(Ilustración: Giovanni Tazza)
(Ilustración: Giovanni Tazza)
Alfredo Bullard

En 1998 un referéndum aprobó, con el 60% de los votos, la sección 598 del Código Penal de California. Según la norma: “Ningún restaurante, café o lugar de expendio de comida al público puede ofrecer carne de caballo para consumo humano”.

Para el premio Nobel de Economía Alvin E. Roth, la norma no regula la calidad de la carne. Un caballo y una vaca son diferentes, pero no está claro por qué esas diferencias justifican que no nos preocupe el consumo de carne vacuna y sí el de carne equina. No es que te estén dando “gato por liebre”. No importa que te digan que es de caballo. Pero los californianos no solo no desean comer carne de caballo, sino que encuentran repugnante que cualquier otra persona lo haga. Así que si usted disfruta de la carne de caballo, no le recomiendo ir a California.

La repugnancia es tratada por Roth como un aparente límite al mercado. Sin embargo, no es sencillo encontrar por qué nos repugnan ciertas cosas.

Uno de los ejemplos claros de repugnancia es el uso del dinero para ciertas operaciones. Un ejemplo es la venta de órganos. La donación de un riñón es vista como un acto de suprema humanidad, sobre todo si salva una vida. Pero la venta de un riñón, por más que el consentimiento sea libre de coacción y bien informado, nos repugna. Curiosamente, no nos repugna de la misma manera que miles de personas mueran todos los años en colas de espera de un trasplante. Si la venta se permitiera, aumentaría la oferta de riñones para trasplantes y moriría menos gente.

Aceptamos el sexo consentido, pero nos repugna la prostitución o la pornografía porque hay dinero de por medio. Los niños pueden jugar Monopolio con billetes falsos, pero si juegan con dinero de verdad nos repugna, a nivel tal que muchos países prohíben las apuestas. Como se pregunta Michael Sandel: ¿Promovería la lectura entre sus hijos pagándole dinero por cada libro que lean? ¿No le repugna ofrecerle dinero a su hijo por cada punto que obtenga en sus notas del colegio?

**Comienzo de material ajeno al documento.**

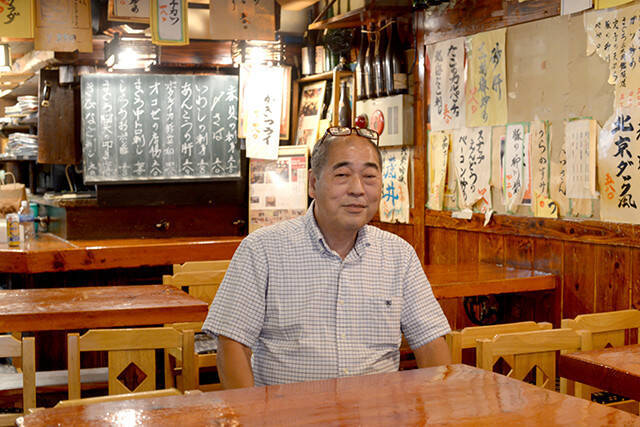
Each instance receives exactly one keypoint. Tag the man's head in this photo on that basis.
(345, 181)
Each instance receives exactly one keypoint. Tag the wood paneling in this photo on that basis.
(613, 278)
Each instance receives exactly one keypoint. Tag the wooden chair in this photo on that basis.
(26, 350)
(530, 350)
(131, 357)
(608, 329)
(201, 280)
(466, 338)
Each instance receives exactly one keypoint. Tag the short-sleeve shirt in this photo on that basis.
(307, 314)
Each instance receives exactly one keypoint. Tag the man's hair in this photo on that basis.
(320, 153)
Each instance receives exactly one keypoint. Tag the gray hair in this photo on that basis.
(320, 153)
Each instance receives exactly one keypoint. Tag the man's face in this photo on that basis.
(348, 190)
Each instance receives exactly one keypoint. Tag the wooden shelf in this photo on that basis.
(372, 11)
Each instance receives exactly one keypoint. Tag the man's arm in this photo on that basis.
(433, 353)
(234, 364)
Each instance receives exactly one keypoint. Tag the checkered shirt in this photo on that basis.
(308, 315)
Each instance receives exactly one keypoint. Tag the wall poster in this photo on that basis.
(278, 188)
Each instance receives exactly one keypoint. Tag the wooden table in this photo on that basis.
(50, 253)
(464, 280)
(455, 394)
(614, 369)
(96, 307)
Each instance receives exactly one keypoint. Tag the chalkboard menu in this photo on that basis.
(155, 127)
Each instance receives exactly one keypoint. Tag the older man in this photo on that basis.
(326, 295)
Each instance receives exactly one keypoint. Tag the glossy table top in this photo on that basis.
(463, 280)
(50, 253)
(615, 369)
(96, 307)
(455, 394)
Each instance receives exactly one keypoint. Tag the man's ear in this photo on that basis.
(312, 184)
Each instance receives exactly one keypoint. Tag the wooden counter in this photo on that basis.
(50, 253)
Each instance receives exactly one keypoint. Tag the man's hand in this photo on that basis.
(234, 364)
(433, 353)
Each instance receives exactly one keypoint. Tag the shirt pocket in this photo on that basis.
(382, 321)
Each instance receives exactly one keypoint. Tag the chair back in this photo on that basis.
(530, 350)
(466, 338)
(201, 278)
(131, 356)
(607, 329)
(25, 349)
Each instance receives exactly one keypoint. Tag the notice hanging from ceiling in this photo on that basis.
(169, 22)
(618, 172)
(447, 80)
(396, 197)
(263, 110)
(63, 26)
(471, 150)
(242, 20)
(486, 97)
(438, 153)
(17, 18)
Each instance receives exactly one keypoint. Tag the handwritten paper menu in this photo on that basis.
(17, 18)
(580, 145)
(471, 150)
(447, 79)
(63, 26)
(169, 22)
(513, 168)
(486, 90)
(263, 111)
(242, 20)
(395, 201)
(138, 127)
(618, 171)
(438, 154)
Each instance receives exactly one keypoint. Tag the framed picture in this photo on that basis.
(129, 11)
(310, 110)
(278, 188)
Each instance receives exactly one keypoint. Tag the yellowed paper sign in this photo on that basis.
(438, 151)
(63, 26)
(618, 172)
(486, 90)
(544, 207)
(395, 201)
(17, 18)
(580, 138)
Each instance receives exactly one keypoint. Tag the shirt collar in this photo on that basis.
(362, 238)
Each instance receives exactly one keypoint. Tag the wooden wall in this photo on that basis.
(597, 263)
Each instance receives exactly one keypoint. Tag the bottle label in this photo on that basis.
(399, 81)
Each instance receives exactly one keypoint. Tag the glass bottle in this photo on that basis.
(378, 67)
(361, 87)
(308, 54)
(369, 80)
(394, 64)
(344, 110)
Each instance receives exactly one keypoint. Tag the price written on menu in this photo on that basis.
(159, 127)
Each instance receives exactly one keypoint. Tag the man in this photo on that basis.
(326, 295)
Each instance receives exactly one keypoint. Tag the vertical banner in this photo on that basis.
(438, 154)
(486, 98)
(395, 201)
(447, 83)
(63, 26)
(513, 178)
(242, 20)
(17, 18)
(263, 108)
(169, 24)
(618, 172)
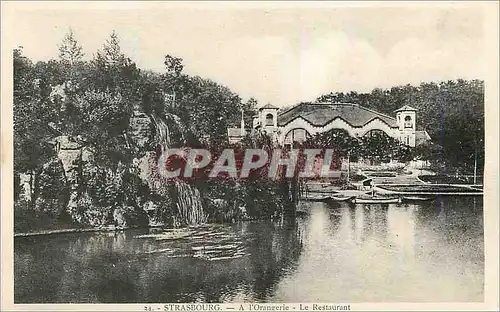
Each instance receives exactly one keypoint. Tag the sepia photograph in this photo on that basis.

Muchas veces nos repugna darle valor monetario a ciertas cosas. Pero no es fácil explicar el porqué. El dinero es, a fin de cuentas, un simple medio de intercambio, un papel que representa un valor para facilitar el tráfico de bienes y servicios. ¿Por qué entonces genera esa reacción?

Regresemos al ejemplo de los trasplantes de órganos. Quizá si una persona necesita un trasplante de riñón y otra uno de médula nos parezca legítimo que cambien riñón por medula. Pero nos repugna que alguien venda su riñón para poder, con el dinero obtenido, pagarle a un “donante” por el riñón que necesita o, peor aún, usar el dinero para irse de viaje a Europa. ¿Por qué el dinero lo vuelve repugnante?

Imagínese que usted es un economista que cree en el mercado. Uno de sus hijos le pide a otro que le convide un pedazo de su chocolate. El que tiene el chocolate le contesta que le vende el pedazo. Es posible que usted, como padre, a pesar de creer en el libre intercambio, rechace la transacción y le diga a sus hijos que en la familia esas cosas no se cobran. Pero acto seguido va usted a una tienda y sin ningún escrúpulo le paga al tendero 2 soles por el mismo chocolate. ¿Por qué eso no le repugna?

En la prehistoria, dentro de la tribu, la forma de obtener lo que se necesitaba era la colaboración. En un mundo sin propiedad, contratos ni mercados, quienes no eran colaborativos no sobrevivían. Ello nos sesgó evolutivamente a ser solidarios dentro del grupo pequeño. Pero esa colaboración no es fácil de obtener en la gran sociedad. Uno espera que su hermano sea solidario, pero no que el tendero vaya por la vida convidando chocolates. El dinero es contrario al sesgo solidario, pues consigue colaboración sin sentimiento ni emociones vinculadas a la solidaridad.

No es la solidaridad del carnicero (en la gran sociedad) la que hace que este colabore con nosotros, sino su propio interés, diría Adam Smith en “La riqueza de las naciones”. Y tiene razón. Con dinero consigues colaboración sin amor ni cariño. En ciertas situaciones conseguir dicha colaboración con dinero nos repugna, pues estamos genética y culturalmente condicionados. Pero en el mundo moderno ese sesgo nos limita sin una razón lógica.